Currently, instruction selection patterns are defined like this:
def : Pat<(and (not GR32:$src1), GR32:$src2),
(ANDN32rr GR32:$src1, GR32:$src2)>;
def : Pat<(and (not GR64:$src1), GR64:$src2),
(ANDN64rr GR64:$src1, GR64:$src2)>;
TableGen infers the types of $src1 and $src2 from the specified register classes, and that is the only purpose of the register classes in a pattern like that. SelectionDAG doesn't really understand register classes, it only uses types.
If I try to constrain the register class in a pattern, like this:
def : Pat<(and (not GR32_ABCD:$src1), GR32_ABCD:$src2),
(ANDN32rr GR32_ABCD:$src1, GR32_ABCD:$src2)>;
I get completely ignored. SelectionDAG's InstrEmitter will still use the GR32 register class that was assigned to the i32 type.
When using register classes as proxies for types, it also becomes very difficult to support more than one legal type in a register class. If I were to entertain the heretic notion that an f32 might fit in a 32-bit register:
def GR32 : RegisterClass<"X86", [i32, f32], 32, ...

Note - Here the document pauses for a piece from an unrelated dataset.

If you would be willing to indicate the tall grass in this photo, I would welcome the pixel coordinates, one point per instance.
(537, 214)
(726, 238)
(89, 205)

TableGen explodes with a thousand type inference errors.
I think in most cases it would be much simpler and safer to specify pattern types directly:
def : Pat<(and (not i32:$src1), i32:$src2),
(ANDN32rr i32:$src1, i32:$src2)>;
def : Pat<(and (not i64:$src1), i64:$src2),
(ANDN64rr i64:$src1, i64:$src2)>;
This doesn't lose any type checking because the register classes of the instructions in the output pattern are still checked. It avoids the problem where type inference makes it impractical to add types to a register class to model instruction set extensions, and it makes it clear that patterns operate on types, not register classes.
I'll add support for this syntax unless someone can think of a reason I shouldn't. The notation using register classes gets to stay, I'm not removing it.